Tuesday, March 21, 2006

Bridging the Gap

Here are some financing arrangements that could help you cover your down payment and closing costs if you buy a new home before you sell your old one.

BRIDGE LOAN

Short-term financing intended to fund your down payment and closing costs while waiting to sell your house. The loans are usually short-term and carry high interest rates.

Pros: Provides flexibility by allowing a home buyer to proceed with closing a deal to buy a new house before selling his or her current home.

Cons: If potential buyers become aware that the homeowner has secured a bridge loan, it can serve as a red flag that the homeowner is under pressure to sell, which could elicit lower offers.

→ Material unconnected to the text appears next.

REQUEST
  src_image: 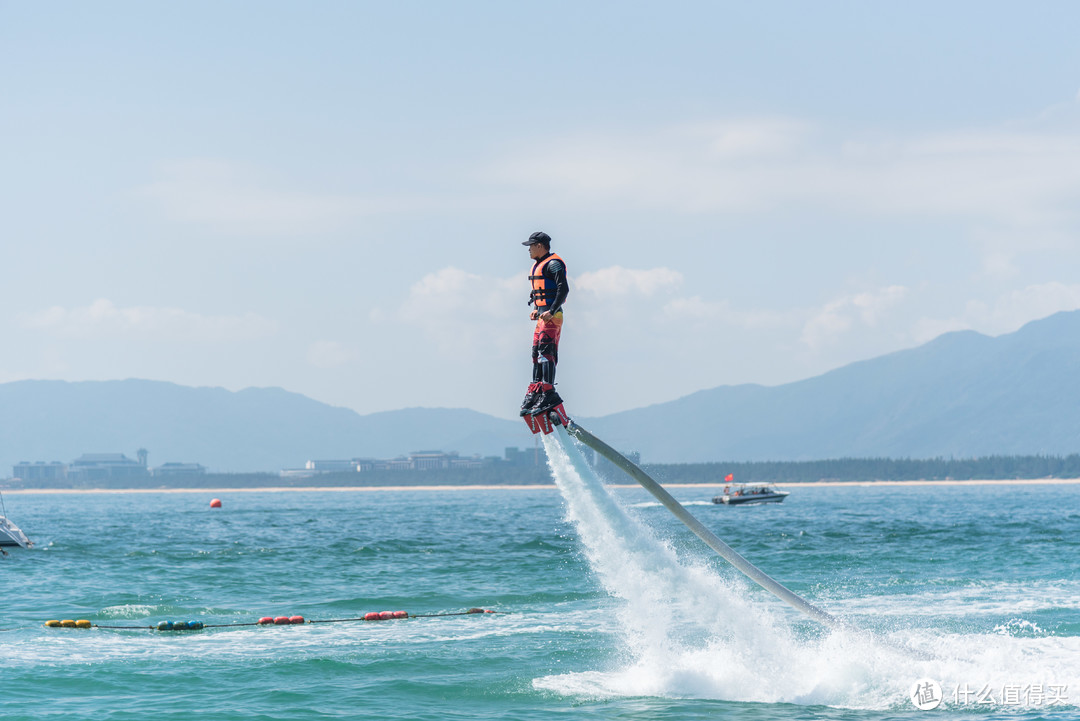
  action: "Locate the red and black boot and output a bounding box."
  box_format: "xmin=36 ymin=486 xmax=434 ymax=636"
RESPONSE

BRIDGE LOAN WITH DEFERRED INTEREST PAYMENTS

The bank provides a loan that pays off the current mortgage and allows the seller to use remaining funds to finance the down payment and closing costs on a new home purchase. The payment on the bridge loan is deferred for a set amount of time, usually six to nine months, while the homeowner tries to sell the existing home. When the borrower sells the home, he repays the bridge loan plus the interest.

Pros: The home buyer eliminates mortgage payments on the old house and the bridge loan payment is deferred. The upside for the seller is he seals the deal to sell his house without having to agree to a contingency on the sale, such as waiting until the home buyer sells his existing house before closing.

Cons: If a person is unable to sell his home before the term of the bridge loan expires, he will owe the interest that has accrued in one lump-sum payment. The bank may offer to extend the loan until a sale goes through but the borrower will still be liable for the interest that accrued during the first term on the loan.

100% FINANCING ON THE NEW MORTGAGE

The home buyer obtains 100% financing on the new mortgage and needs no down payment for the home, allowing him to buy even if he hasn't yet sold his current house, providing the buyer can get approved to hold two mortgages.

Pros: Allows the buyer to proceed with purchase without getting a bridge loan.

Cons: Mortgages with 100% financing are considered high-risk mortgages, primarily because they have allowed many people to purchase homes they can't really afford.